Les lieux de culte étant restés fermés pendant plusieurs mois pour empêcher la contagion, des habitants du Bihar, du Jharkhand, de l'Assam et du Bengale, mais aussi du Maharashtra ou du Kerala ont commencé à invoquer la déesse Corona pour qu’elle les épargne et les libère du coronavirus.
“Je vénère le coronavirus en tant que déesse et je fais des prières quotidiennes pour la sécurité et le bien-être des professionnels de la santé, du personnel policier et des scientifiques, qui peinent à découvrir un vaccin,” affirme Anilan, un prêtre du Kerala.
A l’autre bout du pays, au nord de l’Assam, un groupe de femmes s’est récemment rassemblé sur les rives d’une rivière pour exécuter une prière à “Corona mai”, qui, selon elles, détruira le virus qui a tué des milliers de personnes dans le monde. Des images similaires de femmes offrant des prières à la déesse “Corona mai” dans le Jharkhand ont également circulé.
“Armés de bonbons, d'encens, de fleurs et de clous de girofle chargés de ghee (beurre clarifié), les femmes et les prêtres de ces régions se sont donné pour mission d'apaiser Corona Mata et d'étancher sa soif de sang. En enterrant les objets, on croit que la divinité épargnera à leurs familles d'être affligées par cette maladie”, peut-on lire dans la presse locale.
Et à quoi ressemble Corona mai ? Pour le prêtre du Kerala qui lui a dédié un coin de son temple, elle a la forme du virus tel qu'il a été montré dans tous les journaux, mais pour les femmes de l'Assam, elle est sans forme. Elle est le vent qui secoue leurs maisons au toit de tuiles la nuit, le soleil, l'eau de l'étang à proximité...

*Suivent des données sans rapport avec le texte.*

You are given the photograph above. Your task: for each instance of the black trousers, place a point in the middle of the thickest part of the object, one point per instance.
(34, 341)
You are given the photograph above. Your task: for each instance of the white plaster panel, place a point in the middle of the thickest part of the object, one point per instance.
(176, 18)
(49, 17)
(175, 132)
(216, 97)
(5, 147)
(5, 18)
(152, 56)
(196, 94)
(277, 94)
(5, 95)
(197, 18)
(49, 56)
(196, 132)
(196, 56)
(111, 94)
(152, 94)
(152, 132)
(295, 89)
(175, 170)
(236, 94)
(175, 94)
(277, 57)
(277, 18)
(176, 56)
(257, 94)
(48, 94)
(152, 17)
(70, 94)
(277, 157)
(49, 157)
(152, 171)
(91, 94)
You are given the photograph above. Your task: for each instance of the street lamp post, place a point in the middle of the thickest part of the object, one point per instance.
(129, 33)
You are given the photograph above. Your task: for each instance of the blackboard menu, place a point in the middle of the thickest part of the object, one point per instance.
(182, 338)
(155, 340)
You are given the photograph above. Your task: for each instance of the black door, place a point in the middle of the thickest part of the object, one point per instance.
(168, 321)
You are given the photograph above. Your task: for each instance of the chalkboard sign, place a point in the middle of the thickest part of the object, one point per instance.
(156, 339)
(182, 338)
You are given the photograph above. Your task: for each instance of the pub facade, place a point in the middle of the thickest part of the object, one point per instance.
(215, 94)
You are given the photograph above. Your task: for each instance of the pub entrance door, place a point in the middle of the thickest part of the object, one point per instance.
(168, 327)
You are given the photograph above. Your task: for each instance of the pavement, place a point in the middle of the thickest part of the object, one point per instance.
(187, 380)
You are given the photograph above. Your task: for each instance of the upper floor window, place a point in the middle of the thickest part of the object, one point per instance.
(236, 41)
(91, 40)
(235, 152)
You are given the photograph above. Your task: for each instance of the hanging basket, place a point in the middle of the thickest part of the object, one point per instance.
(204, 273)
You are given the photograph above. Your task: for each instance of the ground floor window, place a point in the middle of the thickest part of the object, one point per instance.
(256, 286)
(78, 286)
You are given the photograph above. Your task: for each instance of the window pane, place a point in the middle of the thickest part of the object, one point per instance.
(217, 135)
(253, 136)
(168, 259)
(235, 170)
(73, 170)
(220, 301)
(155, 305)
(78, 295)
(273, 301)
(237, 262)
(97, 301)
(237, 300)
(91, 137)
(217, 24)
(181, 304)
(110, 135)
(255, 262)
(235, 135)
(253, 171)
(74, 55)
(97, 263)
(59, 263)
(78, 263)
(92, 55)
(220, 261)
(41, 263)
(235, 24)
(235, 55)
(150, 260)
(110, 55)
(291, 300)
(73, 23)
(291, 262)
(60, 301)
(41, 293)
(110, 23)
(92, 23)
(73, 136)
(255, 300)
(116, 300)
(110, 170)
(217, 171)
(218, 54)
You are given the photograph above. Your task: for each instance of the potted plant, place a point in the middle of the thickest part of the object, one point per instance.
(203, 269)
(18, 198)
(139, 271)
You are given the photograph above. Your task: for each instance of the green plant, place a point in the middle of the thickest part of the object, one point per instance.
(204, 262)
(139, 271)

Parallèlement, dans le milieux urbains, les réseaux sociaux servent d’amplificateur de la popularité de la divinité souvent sous la forme de mèmes. Les hashtags #Coronamai et #superstition apparaissent fréquemment.
#CoronaMai - In many villages of Bihar, women have resorted to worshipping what they call #CoronaMai, a perceived angry goddess who shall turn benevolent if prayers are offered.